Jule Styne (Bregman's uncle) was to be involved in the balance of Powell's Verve recordings. First was a follow-up single, with the composer's one-off song "What Gives? What Goes?" being the A-side. The lyrics are by "Kahn" according to the label, but I believe that is Sammy Cahn rather than the long-deceased Gus Kahn.

(Note: Dave Weiner tells me, "The 'Kahn-Styne' composer credit on one of the Jane Powell singles are Stanley Styne, Jule's son, and Donald Kahn, no relation to Sammy Cahn. They also wrote 'A Beautiful Friendship,' which Ella Fitzgerald recorded for Verve.")

It's an undistinguished song, so I chose to give pride of place to its B-side, the unknown-to-me "Till the Next Time," a mid-tempo song that's enjoyable despite the rote lyrics.

Songs from Ruggles of Red Gap

Powell was back in the musical spotlight for a televised version of the play Ruggles of Red Gap, with music by Styne and lyrics by Leo Robin. It appeared on television to little acclaim in February 1957, with an album issued at the same time.
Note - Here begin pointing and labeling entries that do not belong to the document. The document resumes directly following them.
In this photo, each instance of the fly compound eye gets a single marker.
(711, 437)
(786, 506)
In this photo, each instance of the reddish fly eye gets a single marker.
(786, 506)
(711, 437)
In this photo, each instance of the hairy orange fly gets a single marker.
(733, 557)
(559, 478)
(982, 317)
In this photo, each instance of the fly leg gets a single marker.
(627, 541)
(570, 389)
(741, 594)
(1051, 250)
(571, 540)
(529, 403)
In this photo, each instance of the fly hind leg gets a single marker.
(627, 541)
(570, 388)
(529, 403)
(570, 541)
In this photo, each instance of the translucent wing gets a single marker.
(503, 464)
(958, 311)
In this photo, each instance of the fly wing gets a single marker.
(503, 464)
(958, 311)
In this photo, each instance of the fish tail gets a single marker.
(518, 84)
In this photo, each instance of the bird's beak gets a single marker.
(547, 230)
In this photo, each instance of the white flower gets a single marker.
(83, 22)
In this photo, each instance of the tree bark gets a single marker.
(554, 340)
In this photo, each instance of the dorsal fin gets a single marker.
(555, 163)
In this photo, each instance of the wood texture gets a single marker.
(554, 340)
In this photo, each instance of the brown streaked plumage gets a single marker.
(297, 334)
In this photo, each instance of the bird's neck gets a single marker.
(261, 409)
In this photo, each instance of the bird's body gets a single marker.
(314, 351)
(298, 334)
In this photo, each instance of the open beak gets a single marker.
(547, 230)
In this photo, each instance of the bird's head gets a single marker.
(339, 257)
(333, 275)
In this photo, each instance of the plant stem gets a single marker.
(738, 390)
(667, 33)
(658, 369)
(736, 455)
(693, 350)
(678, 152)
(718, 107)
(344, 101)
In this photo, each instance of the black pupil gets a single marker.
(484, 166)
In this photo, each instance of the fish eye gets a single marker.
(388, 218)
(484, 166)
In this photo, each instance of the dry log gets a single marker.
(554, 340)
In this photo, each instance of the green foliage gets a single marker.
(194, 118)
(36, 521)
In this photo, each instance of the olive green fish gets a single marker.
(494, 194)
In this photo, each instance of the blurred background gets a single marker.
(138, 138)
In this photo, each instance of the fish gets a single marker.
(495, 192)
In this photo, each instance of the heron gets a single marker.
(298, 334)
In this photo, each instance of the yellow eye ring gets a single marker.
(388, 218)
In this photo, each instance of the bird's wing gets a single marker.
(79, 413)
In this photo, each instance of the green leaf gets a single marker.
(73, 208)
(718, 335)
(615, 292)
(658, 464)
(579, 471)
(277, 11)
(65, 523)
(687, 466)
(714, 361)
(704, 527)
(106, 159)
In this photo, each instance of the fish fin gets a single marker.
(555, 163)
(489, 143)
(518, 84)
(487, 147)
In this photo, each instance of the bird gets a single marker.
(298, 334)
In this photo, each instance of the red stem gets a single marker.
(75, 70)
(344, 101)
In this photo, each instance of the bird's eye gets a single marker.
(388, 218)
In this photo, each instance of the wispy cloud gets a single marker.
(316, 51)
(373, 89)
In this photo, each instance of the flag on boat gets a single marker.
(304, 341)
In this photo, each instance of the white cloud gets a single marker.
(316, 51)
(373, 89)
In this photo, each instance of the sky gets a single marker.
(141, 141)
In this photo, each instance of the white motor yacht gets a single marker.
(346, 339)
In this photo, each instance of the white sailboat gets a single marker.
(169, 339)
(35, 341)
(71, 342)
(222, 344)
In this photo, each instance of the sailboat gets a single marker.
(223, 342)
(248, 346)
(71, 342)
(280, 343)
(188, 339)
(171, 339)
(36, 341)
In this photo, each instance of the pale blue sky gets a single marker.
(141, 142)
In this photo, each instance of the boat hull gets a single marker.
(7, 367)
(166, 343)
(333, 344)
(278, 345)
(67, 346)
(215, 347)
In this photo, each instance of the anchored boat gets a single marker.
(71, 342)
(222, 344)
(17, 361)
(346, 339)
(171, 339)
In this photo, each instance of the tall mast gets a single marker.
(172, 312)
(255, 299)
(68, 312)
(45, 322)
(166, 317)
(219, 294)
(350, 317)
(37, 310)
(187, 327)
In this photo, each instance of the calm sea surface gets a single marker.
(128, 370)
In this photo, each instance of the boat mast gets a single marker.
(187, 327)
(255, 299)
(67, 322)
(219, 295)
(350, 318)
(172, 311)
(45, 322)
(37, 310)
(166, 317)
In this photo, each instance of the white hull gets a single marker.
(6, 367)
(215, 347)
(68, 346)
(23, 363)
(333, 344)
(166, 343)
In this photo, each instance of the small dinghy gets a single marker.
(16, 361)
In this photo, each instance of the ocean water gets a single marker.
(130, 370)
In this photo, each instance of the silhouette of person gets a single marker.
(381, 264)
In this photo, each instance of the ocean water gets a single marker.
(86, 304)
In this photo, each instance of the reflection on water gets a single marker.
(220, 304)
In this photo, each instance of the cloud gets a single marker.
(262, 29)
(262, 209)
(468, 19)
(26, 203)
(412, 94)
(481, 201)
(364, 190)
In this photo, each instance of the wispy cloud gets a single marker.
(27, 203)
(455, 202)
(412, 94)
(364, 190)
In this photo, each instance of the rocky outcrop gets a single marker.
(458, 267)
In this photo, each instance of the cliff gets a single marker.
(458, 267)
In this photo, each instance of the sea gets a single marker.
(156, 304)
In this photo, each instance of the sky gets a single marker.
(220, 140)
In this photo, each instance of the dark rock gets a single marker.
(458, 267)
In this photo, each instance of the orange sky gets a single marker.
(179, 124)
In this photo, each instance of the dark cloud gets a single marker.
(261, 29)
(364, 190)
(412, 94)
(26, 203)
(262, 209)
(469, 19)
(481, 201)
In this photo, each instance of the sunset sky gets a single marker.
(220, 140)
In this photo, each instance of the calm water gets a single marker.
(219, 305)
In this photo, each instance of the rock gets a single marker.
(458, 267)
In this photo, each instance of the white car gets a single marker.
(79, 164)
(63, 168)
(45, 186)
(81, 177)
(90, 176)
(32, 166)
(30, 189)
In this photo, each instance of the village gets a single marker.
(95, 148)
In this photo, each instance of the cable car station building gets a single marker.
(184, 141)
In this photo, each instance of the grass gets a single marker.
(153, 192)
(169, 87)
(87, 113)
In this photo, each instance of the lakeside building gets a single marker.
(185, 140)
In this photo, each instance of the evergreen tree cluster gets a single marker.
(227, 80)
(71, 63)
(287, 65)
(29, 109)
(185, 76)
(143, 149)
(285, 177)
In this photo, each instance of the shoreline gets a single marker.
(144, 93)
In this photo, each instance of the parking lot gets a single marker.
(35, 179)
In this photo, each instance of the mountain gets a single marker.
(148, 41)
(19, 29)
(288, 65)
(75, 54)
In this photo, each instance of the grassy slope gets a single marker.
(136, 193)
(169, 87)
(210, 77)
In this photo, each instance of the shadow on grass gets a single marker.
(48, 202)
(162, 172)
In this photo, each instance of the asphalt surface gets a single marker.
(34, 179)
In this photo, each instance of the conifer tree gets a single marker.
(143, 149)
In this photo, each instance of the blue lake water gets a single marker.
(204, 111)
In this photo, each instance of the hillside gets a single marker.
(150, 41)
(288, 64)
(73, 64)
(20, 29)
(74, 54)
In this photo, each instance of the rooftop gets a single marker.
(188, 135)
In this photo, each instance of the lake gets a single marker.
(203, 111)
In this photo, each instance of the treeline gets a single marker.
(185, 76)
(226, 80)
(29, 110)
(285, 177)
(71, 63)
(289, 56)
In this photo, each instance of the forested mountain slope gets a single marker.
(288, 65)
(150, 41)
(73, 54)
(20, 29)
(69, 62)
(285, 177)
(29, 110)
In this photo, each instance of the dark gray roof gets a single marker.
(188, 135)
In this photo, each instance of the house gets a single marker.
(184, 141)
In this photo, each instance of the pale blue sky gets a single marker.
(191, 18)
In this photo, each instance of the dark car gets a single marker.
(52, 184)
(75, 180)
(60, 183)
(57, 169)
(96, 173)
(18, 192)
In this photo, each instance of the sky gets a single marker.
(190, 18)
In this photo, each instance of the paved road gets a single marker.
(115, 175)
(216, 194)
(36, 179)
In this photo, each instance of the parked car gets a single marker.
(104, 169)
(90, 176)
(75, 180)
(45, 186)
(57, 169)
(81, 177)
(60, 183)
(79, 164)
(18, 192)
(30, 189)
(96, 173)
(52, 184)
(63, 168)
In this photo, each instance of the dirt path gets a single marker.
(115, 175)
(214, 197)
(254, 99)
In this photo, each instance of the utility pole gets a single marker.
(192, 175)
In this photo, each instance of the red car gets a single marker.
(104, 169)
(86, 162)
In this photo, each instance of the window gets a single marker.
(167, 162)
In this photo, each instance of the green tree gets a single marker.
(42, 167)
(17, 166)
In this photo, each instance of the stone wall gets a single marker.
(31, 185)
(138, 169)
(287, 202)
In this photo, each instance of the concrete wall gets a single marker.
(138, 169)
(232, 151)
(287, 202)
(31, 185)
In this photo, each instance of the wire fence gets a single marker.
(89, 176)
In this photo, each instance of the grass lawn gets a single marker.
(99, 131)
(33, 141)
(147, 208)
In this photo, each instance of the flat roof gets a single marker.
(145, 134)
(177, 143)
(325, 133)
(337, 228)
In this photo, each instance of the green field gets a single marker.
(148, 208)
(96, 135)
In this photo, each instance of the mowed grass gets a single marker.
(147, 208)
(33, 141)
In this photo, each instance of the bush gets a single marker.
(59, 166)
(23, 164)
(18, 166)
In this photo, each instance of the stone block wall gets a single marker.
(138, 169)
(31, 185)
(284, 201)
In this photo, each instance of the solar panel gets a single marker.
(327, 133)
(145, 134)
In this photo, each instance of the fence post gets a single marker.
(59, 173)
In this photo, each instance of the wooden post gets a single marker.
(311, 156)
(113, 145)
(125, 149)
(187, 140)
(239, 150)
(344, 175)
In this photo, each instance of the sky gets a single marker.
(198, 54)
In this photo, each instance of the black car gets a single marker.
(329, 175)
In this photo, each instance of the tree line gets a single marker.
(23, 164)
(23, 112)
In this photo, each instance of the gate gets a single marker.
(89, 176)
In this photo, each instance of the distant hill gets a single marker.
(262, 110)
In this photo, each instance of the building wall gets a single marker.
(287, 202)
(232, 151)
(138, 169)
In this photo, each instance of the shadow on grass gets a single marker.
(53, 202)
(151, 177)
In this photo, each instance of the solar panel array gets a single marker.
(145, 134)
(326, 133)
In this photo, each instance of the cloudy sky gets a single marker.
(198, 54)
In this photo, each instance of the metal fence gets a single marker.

I haven't seen the production, but apparently Powell played the love interest to the butler Ruggles, played stiffly by Michael Redgrave. An odd couple, to be sure.

I've included Powell's four songs from the album, which is enough considering she was the only real singer in the production. Styne and Robin gave her two skillful if hardly weighty songs, "A Ride on a Rainbow" and "I Have You to Thank," which she dispatches neatly, no thanks to the superfluous chorus.

Peter Lawford serves Imogene Coca and Jane Powell
The other two songs were shared with the leaden Michael Redgrave, who could carry a tune but not so as you would want to hear him do it. They are "It's Terribly, Horribly, Frightfully Nice" and "I'm in Pursuit of Happiness." The latter song only comes to life when Powell sings. The notorious non-singer Peter Lawford also is heard on that one, alas.

(Note: Geoconno tells me, "'I'm in Pursuit of Happiness' was a rewrite of a song called 'Why Did I Have to Wait So Long?' with an unfinished lyric by Sammy Cahn for an unproduced film. The tune was used again in Gypsy with the Sondheim lyric 'You'll Never Get Away from Me.'  Sondheim was unaware that the melody had been used in Ruggles of Red Gap.")

I have been assmbling Jane's earlier Columbia and M-G-M recordings - many of which have already appeared here - and hope to produce a follow-up to this post later on.